First thing to keep in mind is that the one operating system will have variations that run across a startlingly large array of devices.

What IT Needs To Know About Windows 10

After the inconvenience or debacle that Windows 8 and 8.1 turned out to be for many companies, get ready because here comes Windows 10. Microsoft announced it at the end of September, immediately making it an important topic for anyone in corporate information systems.

First thing to keep in mind is that the one operating system will have variations that run across a startlingly large array of devices. They include PCs, laptops, smartphones, enterprise servers, and even industrial controllers, sensors, and other aspects of the so-called Internet of things, where hardware of all sorts will send information out to be harvested and analyzed. That said, there is not a single user interface, because these items differ too greatly.

Instead, there will be one application platform, so software written for one type of device should, in theory, work on any. That could speak to a level of development efficiency that IT departments have never seen. But don’t depend too heavily on the idea in advance, because different devices will offer different capabilities, and there is only so much you can abstract in design.

Interfaces for most users will become a potential issue. There will be new Mac-like trackpad gestures. The good news is that OEMs won’t be designing their own variations, making a shift from one device to another more difficult. But that could require user training and support to counter some short- to mid-term confusion.

More importantly, there will be a start menu. Only, it doesn’t look exactly what you might remember from Windows 7 and Vista. Click on Start and you get a 7-style list of programs on the left-hand side of the menu. But on the right will be Windows 8-type tiles. The tiled part is customizable, so you can move tiles around and make the menu tall or wide.
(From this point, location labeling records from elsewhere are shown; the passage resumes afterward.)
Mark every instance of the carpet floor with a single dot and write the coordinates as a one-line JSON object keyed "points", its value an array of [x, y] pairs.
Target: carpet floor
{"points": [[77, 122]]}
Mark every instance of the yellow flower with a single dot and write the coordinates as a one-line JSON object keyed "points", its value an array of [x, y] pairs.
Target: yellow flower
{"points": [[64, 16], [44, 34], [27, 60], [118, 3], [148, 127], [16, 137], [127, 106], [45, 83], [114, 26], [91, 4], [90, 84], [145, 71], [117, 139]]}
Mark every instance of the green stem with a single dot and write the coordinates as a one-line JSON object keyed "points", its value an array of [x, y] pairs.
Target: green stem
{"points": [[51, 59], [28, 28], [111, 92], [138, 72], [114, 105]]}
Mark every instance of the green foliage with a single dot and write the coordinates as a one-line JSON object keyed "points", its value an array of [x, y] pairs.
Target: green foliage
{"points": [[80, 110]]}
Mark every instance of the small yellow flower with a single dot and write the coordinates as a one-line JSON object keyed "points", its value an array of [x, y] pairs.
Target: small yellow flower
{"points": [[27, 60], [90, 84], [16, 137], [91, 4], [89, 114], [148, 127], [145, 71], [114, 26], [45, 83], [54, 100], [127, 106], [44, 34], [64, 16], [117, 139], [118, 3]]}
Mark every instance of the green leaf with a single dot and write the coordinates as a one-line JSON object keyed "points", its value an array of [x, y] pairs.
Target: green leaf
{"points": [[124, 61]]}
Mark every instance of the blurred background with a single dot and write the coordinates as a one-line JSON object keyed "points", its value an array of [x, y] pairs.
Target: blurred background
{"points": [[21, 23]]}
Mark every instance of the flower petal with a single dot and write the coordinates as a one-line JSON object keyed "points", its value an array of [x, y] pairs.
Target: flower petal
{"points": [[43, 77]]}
Apps designed to run in the tiled interface can now also appear on the Desktop in a window. That should mean users can get access with a mouse and keyboard as well. That’s a big plus, as it could eliminate the need to shift to a touch interface to upgrade users, cutting the cost of new hardware. You can also resize and move them, rather than having them usurp the entire screen space. There will also be additional capabilities, such as virtual desktops that users can switch among.

In short, as some have said, Windows 10 may be what Windows 8 should have been in the first place. Consumer experience will no longer trump business use issues.